His legendary refusal to admit mistakes or to concede that the story might be bigger than him has never been so apparent as in the hourlong special, Dan Rather: A Reporter Remembers, which CBS aired Wednesday night after the news. There he was, sneering at Richard Nixon, arguing with George H.W. Bush, then chalking it up, unapologetically, to ''passion.'' And when Nixon left the White House for the final time, his presidency in ruins, the camera lingered not on his departing helicopter, but on Rather, sitting back on the landing pad.
But even A Reporter Remembers shied away from showing some other notorious Rather moments: the night he stormed off the Evening News set in a tantrum, leaving the network dark for six minutes; or his appearance as an honored guest at a Democratic Party fundraiser in Texas.
The most prominent omission of all was that of Rather's recent absurd claims that an independent panel's brutally critical report on his story last year about President Bush's Vietnam-era National Guard service was actually an exoneration.
The panel couldn't find a single expert who believed in the validity of the documents on which Rather's story was based. Rather nonetheless declared victory: ''Although they had four months and millions of dollars, they could not demonstrate that the documents were not authentic,'' he bragged during an appearance on Late Show with David Letterman last month. The New York Times' motto is all the news that's fit to print; Rather was suggesting that that CBS prefers the more flexible all the news that is not proven false beyond the shadow of a doubt.

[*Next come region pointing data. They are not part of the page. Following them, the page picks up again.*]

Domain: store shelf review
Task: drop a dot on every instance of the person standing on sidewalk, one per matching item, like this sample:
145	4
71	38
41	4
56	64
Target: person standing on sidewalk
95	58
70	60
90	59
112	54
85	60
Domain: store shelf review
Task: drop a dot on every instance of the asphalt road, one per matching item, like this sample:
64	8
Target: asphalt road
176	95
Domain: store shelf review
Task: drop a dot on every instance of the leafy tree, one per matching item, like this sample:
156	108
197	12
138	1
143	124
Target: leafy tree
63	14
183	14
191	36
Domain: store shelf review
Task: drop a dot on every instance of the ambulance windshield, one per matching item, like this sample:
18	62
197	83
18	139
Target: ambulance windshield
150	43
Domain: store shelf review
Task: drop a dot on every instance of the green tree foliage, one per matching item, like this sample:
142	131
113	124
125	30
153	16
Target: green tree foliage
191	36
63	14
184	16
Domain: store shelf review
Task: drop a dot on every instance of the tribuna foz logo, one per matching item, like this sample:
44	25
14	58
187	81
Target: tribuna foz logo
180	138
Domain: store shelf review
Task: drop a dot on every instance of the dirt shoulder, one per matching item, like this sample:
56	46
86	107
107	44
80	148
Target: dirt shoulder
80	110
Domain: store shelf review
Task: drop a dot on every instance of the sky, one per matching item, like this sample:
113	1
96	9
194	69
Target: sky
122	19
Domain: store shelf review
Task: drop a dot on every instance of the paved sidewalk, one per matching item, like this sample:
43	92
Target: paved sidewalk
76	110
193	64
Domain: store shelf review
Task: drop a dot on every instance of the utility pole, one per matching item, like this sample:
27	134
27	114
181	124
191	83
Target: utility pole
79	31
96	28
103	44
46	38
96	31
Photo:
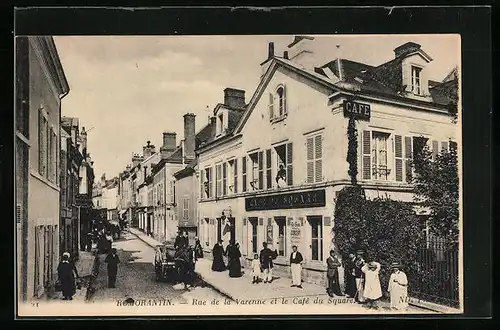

Rather's sad, shabby defense reminded me of The Amazing Criswell, a popular psychic of the 1950s whose predictions included Fidel Castro would be assassinated in 1970, New Mexico would be given back to the Indians in 1976, and the Atlantic Ocean would swallow most of Florida by 1979. Most infamously, he appeared at the end of a god-awful science-fiction flick about an alien takeover of the Earth called Plan 9 From Outer Space and demanded of the audience: ''Can you prove that it didn't happen?'' The final chapter of Dan Rather's anchor career was to turn his network into the Criswell Broadcasting System.